I am a planner. I have always been a planner. My days are dictated by checklists, reminders and calendars.
So I was naturally pretty excited when I heard about the concept of a “birth plan.” I can decide in advance how each phase of my delivery is going to go? Great!
It didn’t take long to come up with an outline: I would endure the initial laboring in the comfort of my home until I was ready to go to the hospital. Then, I’d tolerate the pain for as long as possible without requesting an epidural (and possibly not ask for one at all). The plan would conclude with some smooth and quick dilating and pushing, followed by “rooming in” for constant cuddles with my new snuggle buddy!
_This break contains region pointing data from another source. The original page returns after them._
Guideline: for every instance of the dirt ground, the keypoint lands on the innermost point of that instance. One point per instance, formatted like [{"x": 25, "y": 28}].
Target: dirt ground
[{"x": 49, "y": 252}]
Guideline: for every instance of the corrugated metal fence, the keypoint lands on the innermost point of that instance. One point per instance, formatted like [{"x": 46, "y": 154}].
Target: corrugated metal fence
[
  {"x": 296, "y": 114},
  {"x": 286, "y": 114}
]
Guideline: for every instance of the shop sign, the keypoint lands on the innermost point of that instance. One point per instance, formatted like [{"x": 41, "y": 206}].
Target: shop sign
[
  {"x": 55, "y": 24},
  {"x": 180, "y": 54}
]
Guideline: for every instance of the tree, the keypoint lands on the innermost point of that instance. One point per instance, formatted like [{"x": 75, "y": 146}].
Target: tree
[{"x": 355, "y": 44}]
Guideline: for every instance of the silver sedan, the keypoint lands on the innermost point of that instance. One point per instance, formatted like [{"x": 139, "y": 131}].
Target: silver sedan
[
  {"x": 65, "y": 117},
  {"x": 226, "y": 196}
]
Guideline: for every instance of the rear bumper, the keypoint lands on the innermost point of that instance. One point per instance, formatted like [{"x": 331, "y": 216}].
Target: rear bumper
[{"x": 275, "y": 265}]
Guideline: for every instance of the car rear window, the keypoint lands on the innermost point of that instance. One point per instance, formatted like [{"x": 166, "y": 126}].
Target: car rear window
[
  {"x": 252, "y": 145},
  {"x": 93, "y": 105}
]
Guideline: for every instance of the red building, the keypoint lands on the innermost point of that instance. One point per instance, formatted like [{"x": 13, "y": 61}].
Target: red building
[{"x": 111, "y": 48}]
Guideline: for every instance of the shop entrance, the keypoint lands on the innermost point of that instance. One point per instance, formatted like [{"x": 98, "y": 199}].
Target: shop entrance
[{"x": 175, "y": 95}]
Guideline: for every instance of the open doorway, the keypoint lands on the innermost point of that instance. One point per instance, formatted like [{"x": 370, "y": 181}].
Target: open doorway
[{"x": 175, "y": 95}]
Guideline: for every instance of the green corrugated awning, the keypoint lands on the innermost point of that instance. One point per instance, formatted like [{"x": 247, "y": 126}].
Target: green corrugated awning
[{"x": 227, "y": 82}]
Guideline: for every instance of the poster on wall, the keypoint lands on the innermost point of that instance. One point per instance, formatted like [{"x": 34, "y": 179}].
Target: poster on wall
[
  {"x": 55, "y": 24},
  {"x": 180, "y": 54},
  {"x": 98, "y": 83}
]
Everything sounded perfect. There’s just one thing I forgot – that things like this rarely go according to plan.
38 weeks, 3 days
At 6:30 in the morning on the 15th of August, a sudden urge to pee sent me waddling, full speed, to the bathroom, with what I assumed was urine dripping down my leg. As soon I sat down on the toilet, however, a gush of liquid told me that my water had broken. “That’s weird,” I thought, remembering having learned that only 15% of women actually experience their waters breaking before going into labor. Also, I was only 38 weeks pregnant and hadn’t noticed any of the pre-labor signs that I had read about. This definitely wasn’t part of my plan, but I was still excited - The day that I would meet my baby had finally arrived! I stayed at home for a couple of hours waiting for contractions to kick in (while soaking through about 10 towels). At around 12:30, I still wasn’t having contractions and I began feeling a bit anxious. We decided to go to the hospital where I could feel safe and confident under the care of doctors and nurses, rather than impatiently sit at home with no one to consult. At about 6:30 pm, after a couple of hours of monitoring and tests, I finally met with the doctor who checked to see how dilated I was: 0 cm.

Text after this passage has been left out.